The Devil’s Tramping Ground is a camping spot located in a forest near the Harper’s Crossroads area near Bennett, North Carolina. It has been the subject of persistent local legends and lore, which frequently allege that the Devil ”tramps” and haunts a barren circle of ground in which nothing is supposed to grow.
Stories about the ring are well known in the local community. These include the disappearance of objects left within the ring overnight, dogs yipping and howling not wanting to go near it, and strange events occurring to those brave enough to spend the night within its boundaries. It has been alleged that nothing has grown within the 40 foot ring for a hundred years. Legend says that this is the very place the devil himself can rise from the depths of fiery hell, and come to earth.
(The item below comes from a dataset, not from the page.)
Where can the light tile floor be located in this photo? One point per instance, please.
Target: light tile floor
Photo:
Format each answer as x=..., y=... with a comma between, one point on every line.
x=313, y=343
It’s at this place that the devil is supposed to walk in circles on certain nights and bring his evil into this world.
John William Harden (1903–1985) of Greensboro, N.C., journalist, newspaper editor, author, and advisor to North Carolina governors and textile executives, had this to say of the Devil’s Tramping Ground:
- Chatham natives say… that the Devil goes there to walk in circles as he thinks up new means of causing trouble for humanity. There, sometimes during the dark of night, the Majesty of the Underworld of Evil silently tramps around that bare circle– thinking, plotting, and planning against good, and in behalf of wrong. So far as is known, no person has ever spent the night there to disprove this is what happens… (Harden, 1949)
The camping spot is in fact mostly bare, but does include some vegetation (visible in photo above also). Objects as well as campers have repeatedly stayed within the circle overnight. The site is often littered with broken glass and beer cans, as well as “spooky” spray-painting on nearby trees, suggesting that local youth are more likely the nighttime “trampers”.
The Devils’s Tramping Ground is mentioned in two horror novels by Poppy Z. Brite: Lost Souls and Drawing Blood. Both these novels take place, at least in part, in the fictional North Carolina city of Missing Mile.